Pigna conclui: "o movimento universitário reformista renovou os programas de estudo, possibilitou a abertura da universidade a um número maior de estudantes, promoveu a participação dos mesmos na direção das universidades e impulsionou uma aproximação das faculdades aos problemas do país. Implantou a co-direção da universidade pelos graduados, docentes e alunos; a liberdade de cátedra e a autonomia".

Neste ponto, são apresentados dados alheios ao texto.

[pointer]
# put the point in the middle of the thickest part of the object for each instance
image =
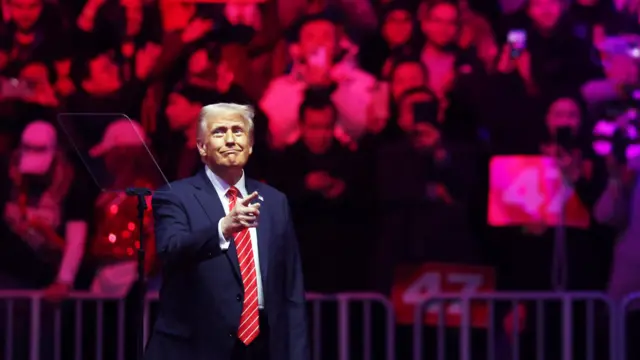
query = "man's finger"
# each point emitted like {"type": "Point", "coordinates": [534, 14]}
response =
{"type": "Point", "coordinates": [249, 224]}
{"type": "Point", "coordinates": [246, 217]}
{"type": "Point", "coordinates": [247, 200]}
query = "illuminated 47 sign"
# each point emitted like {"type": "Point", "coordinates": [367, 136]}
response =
{"type": "Point", "coordinates": [530, 189]}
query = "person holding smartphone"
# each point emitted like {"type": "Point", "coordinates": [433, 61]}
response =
{"type": "Point", "coordinates": [322, 58]}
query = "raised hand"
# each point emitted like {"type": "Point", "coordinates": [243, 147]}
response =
{"type": "Point", "coordinates": [196, 29]}
{"type": "Point", "coordinates": [243, 215]}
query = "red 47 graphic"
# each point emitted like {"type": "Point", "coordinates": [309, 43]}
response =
{"type": "Point", "coordinates": [414, 283]}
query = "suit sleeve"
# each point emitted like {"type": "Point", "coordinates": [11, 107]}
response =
{"type": "Point", "coordinates": [175, 240]}
{"type": "Point", "coordinates": [296, 302]}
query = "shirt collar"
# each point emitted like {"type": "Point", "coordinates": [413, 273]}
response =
{"type": "Point", "coordinates": [222, 187]}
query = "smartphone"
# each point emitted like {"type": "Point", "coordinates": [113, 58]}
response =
{"type": "Point", "coordinates": [318, 58]}
{"type": "Point", "coordinates": [426, 112]}
{"type": "Point", "coordinates": [517, 39]}
{"type": "Point", "coordinates": [564, 137]}
{"type": "Point", "coordinates": [12, 88]}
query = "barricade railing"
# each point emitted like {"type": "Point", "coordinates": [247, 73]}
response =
{"type": "Point", "coordinates": [567, 301]}
{"type": "Point", "coordinates": [344, 317]}
{"type": "Point", "coordinates": [53, 325]}
{"type": "Point", "coordinates": [36, 330]}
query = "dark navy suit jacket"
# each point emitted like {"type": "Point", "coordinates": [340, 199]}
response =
{"type": "Point", "coordinates": [201, 295]}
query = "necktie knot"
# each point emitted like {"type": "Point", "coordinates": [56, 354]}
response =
{"type": "Point", "coordinates": [233, 192]}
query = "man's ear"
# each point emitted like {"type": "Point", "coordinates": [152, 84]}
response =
{"type": "Point", "coordinates": [201, 149]}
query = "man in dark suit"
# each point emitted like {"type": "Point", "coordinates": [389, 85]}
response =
{"type": "Point", "coordinates": [232, 290]}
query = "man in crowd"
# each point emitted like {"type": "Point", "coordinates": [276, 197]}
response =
{"type": "Point", "coordinates": [319, 62]}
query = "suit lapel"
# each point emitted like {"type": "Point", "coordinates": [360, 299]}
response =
{"type": "Point", "coordinates": [208, 198]}
{"type": "Point", "coordinates": [263, 230]}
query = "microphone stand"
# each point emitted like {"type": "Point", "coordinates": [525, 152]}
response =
{"type": "Point", "coordinates": [140, 194]}
{"type": "Point", "coordinates": [559, 271]}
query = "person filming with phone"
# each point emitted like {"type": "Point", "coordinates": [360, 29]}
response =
{"type": "Point", "coordinates": [232, 277]}
{"type": "Point", "coordinates": [322, 57]}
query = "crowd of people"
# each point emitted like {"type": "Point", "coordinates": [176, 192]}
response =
{"type": "Point", "coordinates": [381, 121]}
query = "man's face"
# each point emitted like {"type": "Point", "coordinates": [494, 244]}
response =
{"type": "Point", "coordinates": [397, 27]}
{"type": "Point", "coordinates": [545, 13]}
{"type": "Point", "coordinates": [103, 68]}
{"type": "Point", "coordinates": [315, 35]}
{"type": "Point", "coordinates": [181, 113]}
{"type": "Point", "coordinates": [407, 76]}
{"type": "Point", "coordinates": [406, 119]}
{"type": "Point", "coordinates": [563, 112]}
{"type": "Point", "coordinates": [317, 129]}
{"type": "Point", "coordinates": [441, 24]}
{"type": "Point", "coordinates": [226, 142]}
{"type": "Point", "coordinates": [25, 13]}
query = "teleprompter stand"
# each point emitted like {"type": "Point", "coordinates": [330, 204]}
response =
{"type": "Point", "coordinates": [141, 284]}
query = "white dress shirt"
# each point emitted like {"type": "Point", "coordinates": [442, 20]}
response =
{"type": "Point", "coordinates": [221, 189]}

O historiador chileno Gustavo González diz que o Grito de Córdoba, como foi conhecida essa história, pode ser considerado o ato de fundação dos manifestos estudantis latinoamericanos contra sistemas autoritários ou modelos obsoletos. Pode-se ir mais além e dizer que o "grito" foi pioneiro na reforma universitária no mundo todo, já que a Europa (lembrando que estava no fim da devastadora primeira guerra) demorou , em alguns países, muito tempo para sair de um regime universitário medieval. No Maio de 68, de fato, vários estudantes franceses (e até um editorial do Le Monde) disseram que o que eles estavam fazendo já tinha sido iniciado 50 anos antes na Argentina. Pouca merda é bobagem.

Enfim, fica um post gigante , mas acho que legal, sobre uma luta válida, suada e cujos resultados transcenderam os tempos e ainda inspiram.

As universidades do Brasil precisam dar seu grito também. É só os estudantes pararem de fazer turismo barato em encontros e fumarem maconha nos centros acadêmicos. Já seria um bom meio passo.